This was originally written and posted here on March 25, 2015.
Roller derby is just as much a mental sport as it is a physical one. Your attitude can make or break your momentum and progress.
Negative self-talk will slow you down. Comparing yourself to others will cripple you.
These are easy habits to get into. Especially when you are starting. Especially when you are skating practices with people of various skill levels. These habits are something you need to throw in the garbage disposal and annihilate as soon as possible.
Stop telling yourself that you cannot, or you will not.
For the longest time I thought I “would never” learn a skill or ability. Specific to my own skating abilities, transitions and mohawking were my nemesis for what seemed like the longest time.
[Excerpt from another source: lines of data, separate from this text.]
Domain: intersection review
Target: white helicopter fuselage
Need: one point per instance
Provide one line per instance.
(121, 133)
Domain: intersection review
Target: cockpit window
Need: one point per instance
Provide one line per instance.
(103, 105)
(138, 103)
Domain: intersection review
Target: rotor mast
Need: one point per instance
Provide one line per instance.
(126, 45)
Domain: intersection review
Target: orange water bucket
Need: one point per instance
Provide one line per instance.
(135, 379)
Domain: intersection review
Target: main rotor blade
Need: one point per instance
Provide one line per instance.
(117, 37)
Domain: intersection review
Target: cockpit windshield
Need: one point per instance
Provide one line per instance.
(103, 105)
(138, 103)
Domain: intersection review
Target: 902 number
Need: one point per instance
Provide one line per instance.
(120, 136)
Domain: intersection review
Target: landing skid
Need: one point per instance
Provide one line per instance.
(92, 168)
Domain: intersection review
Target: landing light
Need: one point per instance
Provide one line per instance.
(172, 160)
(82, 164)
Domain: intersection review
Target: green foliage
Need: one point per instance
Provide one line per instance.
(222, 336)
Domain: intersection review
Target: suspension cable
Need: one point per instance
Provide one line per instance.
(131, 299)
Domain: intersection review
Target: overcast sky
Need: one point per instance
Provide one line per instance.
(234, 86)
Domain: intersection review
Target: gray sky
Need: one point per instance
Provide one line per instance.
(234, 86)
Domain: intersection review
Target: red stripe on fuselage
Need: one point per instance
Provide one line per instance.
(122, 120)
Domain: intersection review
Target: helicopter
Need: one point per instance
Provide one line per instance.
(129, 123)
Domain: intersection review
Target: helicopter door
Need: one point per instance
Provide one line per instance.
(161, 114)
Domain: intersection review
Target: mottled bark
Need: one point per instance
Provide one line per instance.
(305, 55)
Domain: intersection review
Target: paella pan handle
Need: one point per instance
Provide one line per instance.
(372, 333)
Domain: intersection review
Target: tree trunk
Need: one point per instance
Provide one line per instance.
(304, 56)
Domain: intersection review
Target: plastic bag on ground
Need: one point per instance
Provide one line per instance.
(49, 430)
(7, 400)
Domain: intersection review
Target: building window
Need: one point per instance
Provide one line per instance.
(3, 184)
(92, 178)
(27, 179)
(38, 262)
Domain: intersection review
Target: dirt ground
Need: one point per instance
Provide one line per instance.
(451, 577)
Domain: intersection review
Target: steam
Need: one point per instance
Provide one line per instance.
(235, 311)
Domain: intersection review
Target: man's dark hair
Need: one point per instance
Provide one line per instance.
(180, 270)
Months after my fellow skaters in boot camp had learned and executed these abilities just fine I was still struggling. I was convinced it just wouldn’t happen for me. I couldn’t and didn’t give up, though. If I wanted to continue to progress I had to set goals and avidly work towards them. I spent my down time at practice trying the skills I was struggling with. I went to open skates. I spent some nights in my driveway practicing. I stretched more. I researched. Eventually at practice it happened. Not once, but many times. Today these are two of my favorite skills and the foundation in my jamming arsenal. If you catch yourself saying that you cannot, correct yourself and if you have to say something… say that you are working on it.
Never, never, never give up. — Winston Churchill
It’s hard when you feel like your progress isn’t happening as quickly as it should. It’s hard to watch people learn at different rates. But, it happens and it will continue to happen your entire derby career. It’s not just happening to you though. Everyone has felt this way about people in their lives at some point. Some people can watch a drill once and flawlessly execute it on their first try. Most can’t. Even those people you idolize mess. things. up. Those skaters do struggle and have struggled just like you!
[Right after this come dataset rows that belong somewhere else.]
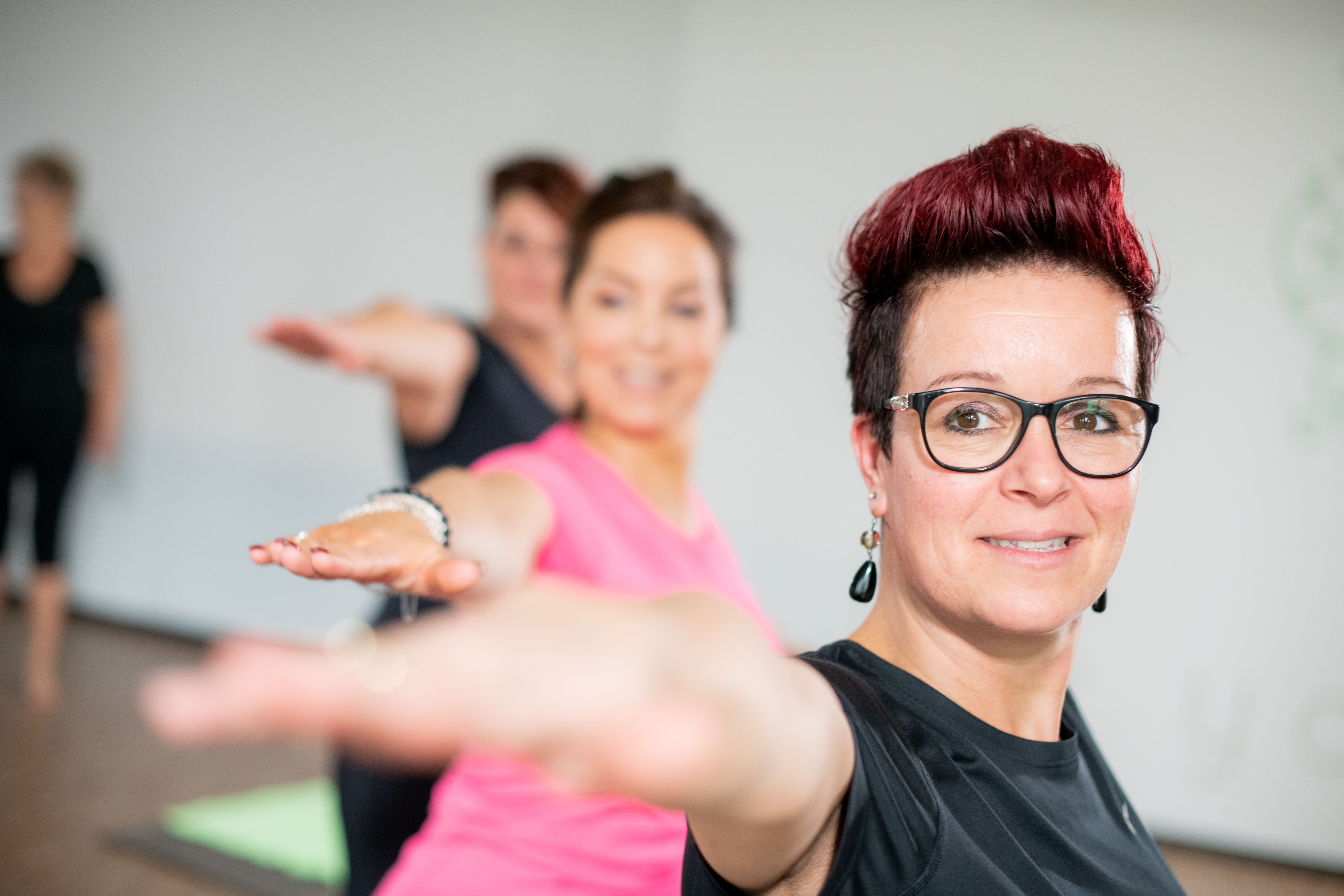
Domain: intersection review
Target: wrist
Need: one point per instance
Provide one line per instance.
(405, 500)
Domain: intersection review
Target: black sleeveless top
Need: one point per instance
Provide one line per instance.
(40, 344)
(943, 804)
(499, 407)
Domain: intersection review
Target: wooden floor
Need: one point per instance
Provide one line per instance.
(70, 778)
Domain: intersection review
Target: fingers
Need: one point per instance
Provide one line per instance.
(451, 577)
(285, 553)
(247, 691)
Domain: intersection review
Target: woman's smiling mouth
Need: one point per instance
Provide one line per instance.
(1039, 547)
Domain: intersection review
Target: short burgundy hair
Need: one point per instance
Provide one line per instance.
(1021, 199)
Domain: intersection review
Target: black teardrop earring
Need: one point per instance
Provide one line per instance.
(866, 580)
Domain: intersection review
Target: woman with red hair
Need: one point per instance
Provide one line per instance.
(1002, 351)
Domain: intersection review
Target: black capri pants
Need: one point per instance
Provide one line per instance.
(49, 444)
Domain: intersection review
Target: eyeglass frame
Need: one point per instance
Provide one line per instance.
(1030, 410)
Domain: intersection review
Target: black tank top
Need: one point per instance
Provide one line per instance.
(499, 409)
(40, 344)
(943, 804)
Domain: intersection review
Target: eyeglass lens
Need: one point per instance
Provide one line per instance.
(1099, 437)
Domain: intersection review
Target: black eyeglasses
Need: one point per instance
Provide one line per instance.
(975, 430)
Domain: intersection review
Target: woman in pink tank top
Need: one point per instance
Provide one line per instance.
(604, 502)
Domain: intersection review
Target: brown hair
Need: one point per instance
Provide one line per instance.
(552, 181)
(52, 169)
(1021, 199)
(652, 193)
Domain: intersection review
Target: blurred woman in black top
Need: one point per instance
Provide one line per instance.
(53, 310)
(462, 390)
No good will come from comparing yourself to others.
It will not help you accomplish your goals. In fact, it can damage your self worth and your progression. Look to yourself instead. Compare this practice to the last. Compare this month to the previous. Look at how far you’ve come! Remember when you could barely cross over? Remember when you couldn’t pick your leg up during stretches, or else you would fall? Celebrate your accomplishments, no matter how big or small. Did you increase your 27 in 5 time by a few seconds? Great! Did you not fall when one of the hardest hitters on your team tried to knock you down? Heck yeah! Did you ALMOST land an apex jump? Awesome! You tried something a lot of people wouldn’t have the guts to do. (My first attempted apex jump went horribly awry, but NO ONE cared it went wrong except ME. Every time I do happen to land one my league mates cheer and it feels great and I wouldn’t get those amazing feelings if I didn’t try it despite past failures.) Celebrate it all.
My favorite way to stay on the positivity track is to keep a notebook.
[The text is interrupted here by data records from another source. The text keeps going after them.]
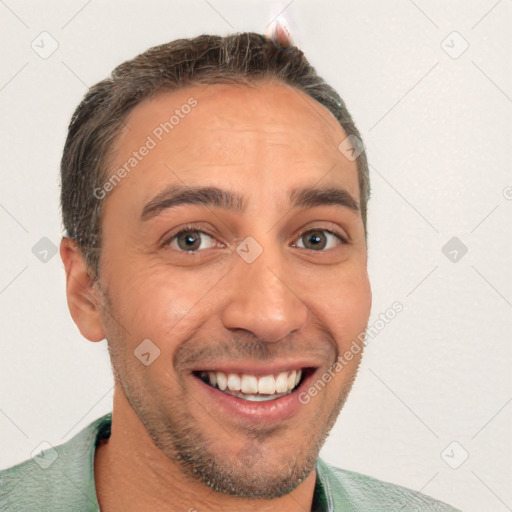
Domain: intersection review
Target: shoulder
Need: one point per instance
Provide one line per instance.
(58, 478)
(353, 491)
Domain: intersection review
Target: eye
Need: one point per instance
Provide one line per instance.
(190, 240)
(319, 239)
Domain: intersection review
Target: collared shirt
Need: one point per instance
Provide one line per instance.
(62, 479)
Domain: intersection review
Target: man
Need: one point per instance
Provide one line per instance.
(214, 195)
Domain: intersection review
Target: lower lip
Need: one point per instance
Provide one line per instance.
(266, 412)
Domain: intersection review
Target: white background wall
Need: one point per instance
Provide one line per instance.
(438, 134)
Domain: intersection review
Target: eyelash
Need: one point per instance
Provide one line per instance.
(190, 228)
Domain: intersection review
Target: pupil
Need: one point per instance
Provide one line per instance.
(316, 238)
(189, 241)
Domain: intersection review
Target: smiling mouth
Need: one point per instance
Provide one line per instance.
(252, 387)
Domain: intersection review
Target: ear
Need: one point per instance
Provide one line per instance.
(82, 299)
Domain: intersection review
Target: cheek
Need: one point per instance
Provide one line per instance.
(161, 303)
(348, 304)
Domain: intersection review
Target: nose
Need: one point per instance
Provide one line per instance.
(264, 299)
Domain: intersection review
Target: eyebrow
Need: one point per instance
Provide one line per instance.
(305, 197)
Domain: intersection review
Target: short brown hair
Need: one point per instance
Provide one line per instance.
(206, 59)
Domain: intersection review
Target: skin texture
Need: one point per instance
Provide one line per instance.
(292, 302)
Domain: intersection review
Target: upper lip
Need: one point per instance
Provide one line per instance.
(255, 367)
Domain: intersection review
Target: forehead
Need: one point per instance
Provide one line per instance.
(267, 134)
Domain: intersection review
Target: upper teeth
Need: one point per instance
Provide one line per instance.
(251, 384)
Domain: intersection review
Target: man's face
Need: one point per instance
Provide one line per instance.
(218, 306)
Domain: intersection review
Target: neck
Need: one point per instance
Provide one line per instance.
(132, 474)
When another person compliments you, ACCEPT THE COMPLIMENT (very important), and write it down. Try to keep the exact phrasing if you can remember. You can date it too, if you’d like. I actually kept mine dated so I could see the progress and changes I was making through other’s eyes. When you accomplish something big or small, write it down too. This will serve as proof when you feel like things are too difficult or like you are unaccomplished. Celebrate yourself frequently and all the things you’ve done and will continue to do.
Positivity has such a huge impact that I think a lot of people fail to notice, or don’t notice quickly enough. When you are in a positive mental space, it’s easier to learn and it’s easier to achieve. If you start to feel yourself get frustrated and slip, give yourself a moment, shake it off (if you practice with me, you will see me literally stop during a drill, shake my head, my arms, my legs, take a deep breath, and then try again) and start anew.